A porcentagem de obras paralisadas no Brasil saltou de 29%, em 2020, para 41% em 2023. É o que revela levantamento feito pelo Tribunal de Contas da União (TCU), em processo que analisa a gestão de obras paradas e que receberam recursos do Orçamento Geral da União (OGU).

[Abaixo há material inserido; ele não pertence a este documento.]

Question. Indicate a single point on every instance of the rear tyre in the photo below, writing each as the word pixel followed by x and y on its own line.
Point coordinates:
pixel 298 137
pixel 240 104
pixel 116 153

De acordo com os dados, disponíveis no painel de obras do TCU, atualmente o Brasil tem 8,6 mil empreendimentos paralisados, de um total de 21 mil obras existentes. No mesmo período, conforme a análise, a quantidade total de obras diminuiu significativamente (6.119 a menos), apesar do aumento do investimento previsto. O valor total de recursos investidos passou de R$ 75,95 bilhões em 2020, para R$ 113,65 bilhões em 2023.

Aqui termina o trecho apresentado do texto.